Your action plan: Ask your doctor to test your vitamin D levels, and consider a supplement. In a 2018 study (average age of participants: 74), one-third of those with vitamin D levels above 30 nanograms/milli-liter had a risk of developing diabetes, but only one-fifth of those with levels above 50 ng/ml had this risk. (Most people are in the 20-40 ng/ml range.) And eat more fruit: People with prediabetes who ate two cups of raspberries with breakfast dramatically lowered their blood sugar levels, according to a recent study in the journal Obesity. Flavonoids and polyphenols in the fruit have antidiabetic properties, the researchers say.
Symptom alert: Increased urination, extreme thirst, blurred vision or unintentional weight loss are all signs that you may be tilting toward full-blown diabetes.
Precondition: Stage 1 hypertension
In 2017, new guidelines did away with the term “prehypertension,” which is why you may have heard the terms “elevated blood pressure” or “stage 1 hypertension.” In the U.S., stage 1 hypertension means your systolic blood pressure — the top number — is rising into the 130s, and your doctor should advise you about treatment, notes the American College of Cardiology. But in a study of 12,000 patients in Germany, where that BP level isn't considered worthy of treatment, researchers found that, over 10 years, there was no increased risk of mortality from cardiovascular disease for people in this category, once other factors were considered.

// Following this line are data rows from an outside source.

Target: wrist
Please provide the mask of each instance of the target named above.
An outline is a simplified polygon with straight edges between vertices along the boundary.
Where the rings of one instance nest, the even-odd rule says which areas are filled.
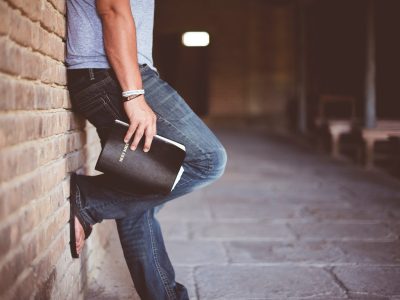
[[[128,98],[123,98],[123,103],[122,104],[124,106],[130,106],[132,104],[140,102],[141,100],[144,100],[144,95],[130,96]]]
[[[132,100],[135,100],[136,98],[139,98],[140,96],[143,95],[144,95],[143,89],[122,91],[122,100],[123,102],[128,102],[128,101],[131,102]]]
[[[123,91],[143,89],[142,75],[139,68],[132,68],[131,72],[125,73],[120,82]]]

Doctor's orders: The real risk here is blood pressure (BP) creep: Once your systolic blood pressure settles above 130, it's critical to begin making lifestyle changes, says Icilma Fergus, a cardiologist and director of cardiovascular disparities at Mount Sinai Medical Center in New York City. And if you have heart disease and diabetes, medication could be an option. If you're on a new BP medication, the doctor may choose to see you once or twice a month at first. Otherwise, start taking your BP on your own — weekly if it's generally stable and daily if it's not (or if you have a goal in mind). Use an at-home, cuff-style biceps monitor, or visit a pharmacy with a BP measuring station. Try a low-sodium diet such as the DASH (Dietary Approaches to Stop Hypertension) eating plan for at least two weeks, consuming no more than 1,500 milligrams of sodium a day. “We have a very rapid response to reducing salt intake,” says Fergus. In fact, the DASH diet has been found to be as effective as drugs for many adults.
Your action plan: Take a nap. Middle-of-the-day sleep appears to lower blood pressure just as much as taking low-dose antihypertensive medications, according to a recent Greek study. “There is a natural drop in blood pressure when we sleep and likely a downregulation of our sympathetic nervous system,” explains Chris Winter, a physician based in Charlottesville, Virginia, who wrote The Sleep Solution. “Doing it consistently can put your body into a rhythm of turning down the pressure within your circulatory system every day."
And fill up on foods high in potassium (potatoes, bananas, kidney beans, wild salmon) as well as calcium and magnesium (yogurt, dark leafy vegetables and almonds). They help stabilize blood pressure, says Anderson.